New approach will deliver more timely, actionable data on changing ocean conditions.
The Bering Sea is home to some of the nation’s largest and most profitable commercial fisheries, including Alaskan pollock and Pacific cod. It’s also one of the fastest warming parts of the world, with fish stocks becoming increasingly vulnerable to marine heat waves, the loss of sea ice, low-oxygen waters, harmful algal blooms, and other conditions that stress species, ecosystems, and economies.
Environmental changes in this area are happening so rapidly that researchers are continuously seeking ways to deliver more timely and actionable information on changing ocean conditions to help resource managers, commercial and recreational fishermen, Alaska Native communities, and coastal communities prepare and respond.
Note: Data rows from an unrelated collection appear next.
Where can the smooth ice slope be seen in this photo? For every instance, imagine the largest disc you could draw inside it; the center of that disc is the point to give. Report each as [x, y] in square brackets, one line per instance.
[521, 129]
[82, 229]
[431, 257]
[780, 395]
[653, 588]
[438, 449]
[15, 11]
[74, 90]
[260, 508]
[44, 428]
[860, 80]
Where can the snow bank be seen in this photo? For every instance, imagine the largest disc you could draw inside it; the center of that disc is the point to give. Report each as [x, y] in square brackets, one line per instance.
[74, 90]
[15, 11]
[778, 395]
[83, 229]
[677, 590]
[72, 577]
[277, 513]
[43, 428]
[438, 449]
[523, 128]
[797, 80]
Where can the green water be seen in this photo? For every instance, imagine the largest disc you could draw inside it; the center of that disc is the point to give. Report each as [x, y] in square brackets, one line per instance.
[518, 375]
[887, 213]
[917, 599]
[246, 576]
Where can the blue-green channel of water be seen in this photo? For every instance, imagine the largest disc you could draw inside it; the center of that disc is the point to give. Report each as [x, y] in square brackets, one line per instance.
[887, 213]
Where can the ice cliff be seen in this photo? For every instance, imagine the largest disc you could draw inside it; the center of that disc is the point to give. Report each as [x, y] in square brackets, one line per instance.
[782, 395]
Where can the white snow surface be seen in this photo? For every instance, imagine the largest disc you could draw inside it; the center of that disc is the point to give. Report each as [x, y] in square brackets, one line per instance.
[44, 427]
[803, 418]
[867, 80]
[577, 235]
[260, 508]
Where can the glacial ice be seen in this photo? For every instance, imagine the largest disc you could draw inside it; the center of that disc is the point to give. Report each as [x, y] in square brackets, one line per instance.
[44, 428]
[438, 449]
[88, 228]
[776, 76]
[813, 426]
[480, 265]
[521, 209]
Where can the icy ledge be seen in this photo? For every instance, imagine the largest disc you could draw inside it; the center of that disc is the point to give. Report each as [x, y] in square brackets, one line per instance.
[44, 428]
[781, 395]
For this reason, NOAA scientists selected the Bering Sea as a testbed for what they hope will be a new system that provides decision-makers with robust projections of ocean and fisheries conditions over short-term (daily or annual), medium-range (1–20 years), and long-run (10–50 years) scenarios, and then evaluates how different fishery management strategies might perform under those future conditions.
“Unlike other modeling approaches, we not only look at how climate change affects the marine environment but also the people who rely on it,” said Kirstin Holsman, who along with Anne Hollowed, has co-led a team of more than two dozen researchers from NOAA Fisheries, NOAA Research, the University of Washington, and other partner agencies in this effort. “Fisheries managers and affected communities across the United States. are interested in the impacts and opportunities that are associated with changing oceans. It is our hope that this strategy will help them achieve their immediate needs and long-term sustainability goals.”